机器人每次只能向下或者向右移动一步。机器人试图达到网格的右下角（在下图中标记为“Finish”）。

现在考虑网格中有障碍物。那么从左上角到右下角将会有多少条不同的路径？

An obstacle and empty space is marked as 1 and 0 respectively in the grid.

网格中的障碍物和空位置分别用 1 和 0 来表示。

Note: m and n will be at most 100.

Example 1:

Input:
[
[0,0,0],
[0,1,0],
[0,0,0]
]
Output: 2
Explanation:
There is one obstacle in the middle of the 3x3 grid above.
There are two ways to reach the bottom-right corner:

Right -> Right -> Down -> Down

Down -> Down -> Right -> Right

2.Solutions

This is a typical 2D DP problem, we can store value in 2D DP array, but since we only need to use value at dp[i-1][j] and dp[i][j-1] to update dp[i][j], we don’t need to store the whole 2D table, but instead store value in an 1D array, and update data by using dp[j] = dp[j] + dp[j - 1] (where here dp[j] corresponding to the dp[i - 1][j]) and dp[j - 1] corresponding to the dp[i][j - 1] in the 2D array)

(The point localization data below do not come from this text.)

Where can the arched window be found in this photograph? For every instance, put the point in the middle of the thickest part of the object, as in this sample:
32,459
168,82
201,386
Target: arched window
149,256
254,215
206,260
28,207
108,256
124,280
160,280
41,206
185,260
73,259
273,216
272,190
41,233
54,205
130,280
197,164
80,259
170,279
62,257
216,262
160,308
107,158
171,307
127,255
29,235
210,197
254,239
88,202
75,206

public int uniquePathsWithObstacles(int[][] obstacleGrid) {
    int width = obstacleGrid[0].length;
    int[] dp = new int[width];
    dp[0] = 1;
    for (int[] row : obstacleGrid) {
        for (int j = 0; j < width; j++) {
            if (row[j] == 1)
                dp[j] = 0;
            else if (j > 0)
                dp[j] += dp[j - 1];
        }
    }
    return dp[width - 1];
}

dp[j] += dp[j - 1];
is
dp[j] = dp[j] + dp[j - 1];
which is new dp[j] = old dp[j] + dp[j-1]
which is current cell = top cell + left cell

（完）